When we understand God’s purpose, we begin to look at the good and bad of life from a different perspective. To the renewed mind the good and the bad are not ends in themselves. Rather, they work together to help us receive the promise. They are both equally infused with God. The Lord is in the calm, but He is also in the storm. The purpose of life is to meet Him in both. In the good, God gives Himself to us, but He also gives Himself in the bad. In fact, it is often in the lowly places that we receive the highest revelation of God’s glory.
It is vital that we leave the old mind behind, the mind that measures life only by the finite and the seen.
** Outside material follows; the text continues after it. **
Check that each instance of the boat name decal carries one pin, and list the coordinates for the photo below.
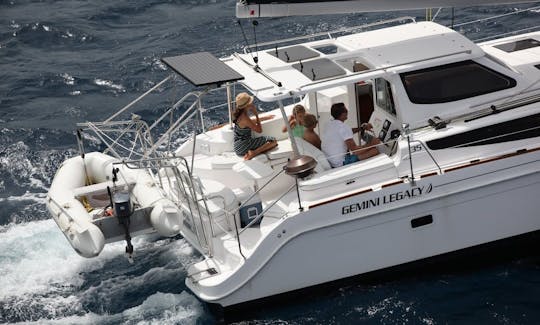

When God takes away the finite, it is always to give us the infinite. What we view as loss is often God knocking at the door of our heart. We might think God wants to give us our dreams, especially if our dreams are good. If our dreams die, we might blame God. Yet, death of every dream from below is merely an invitation to come live above. The same could be said of every endeavor in life. God’s goal is never summed up in the finite and the seen. His purpose is always Christ, and to know Him, the Infinite One, is our highest calling.
How can we go from being earthly minded to heavenly minded? We might think that it takes great effort of the will to change our paradigm. Yet, as with most endeavors with God, will power alone always falls short. The mind of Christ is a gift. It is a revelation, not something we figure out or achieve. Our finite minds alone can never comprehend the infinite. We know God only in togetherness with Christ. One of the greatest prayers is simply asking God to see as He does, for Him to give us His mind. This is seeking to know the Lord, and to know Him is to see the unseen and to partake of the divine.
We often read the scriptures with an eye on the finite rather than the infinite. We ask for the temporal blessing rather than the eternal. Yet, in doing so, we miss the heart of our Father. We earthly fathers know how to give finite blessings to our children, but our Father who is in the heavenly place gives us heavenly blessings, and we merely have to ask.
As we walk with God, He puts a new heart and a new mind in us. With this new paradigm, we become much more at home in the infinite than the finite. Our greatest treasure becomes God, and the riches of the New Covenant become our desire rather than the blessings of the old. This is the divine nature, God’s great gift to us (II Peter 1:4). When God puts His nature in us, it does not merely take us from evil to good. It takes us from flesh to spirit, from the finite to the infinite, and from the glory of man to the glory of God.
What do you think was Paul’s secret to contentment? We might think He knew how to use the power of God to have less abasing and more abounding. Because of his faith, he could conform the world to the image he wanted. Yet, such an interpretation fits neither this passage’s context nor the context of Paul’s life. He was content not because he found the power to make the world more to his liking, but because he lived in a higher place, a place unaffected by finite circumstances. To Paul living there was the power of God. He was in this world but not of it.
What do you see when you look at your life? Do you see good and bad circumstances or do you see Christ? The New Covenant compels us to redefine what life is. It is not found in having or not having, in achievement or in failure, or in any other thing man values, but in Christ alone.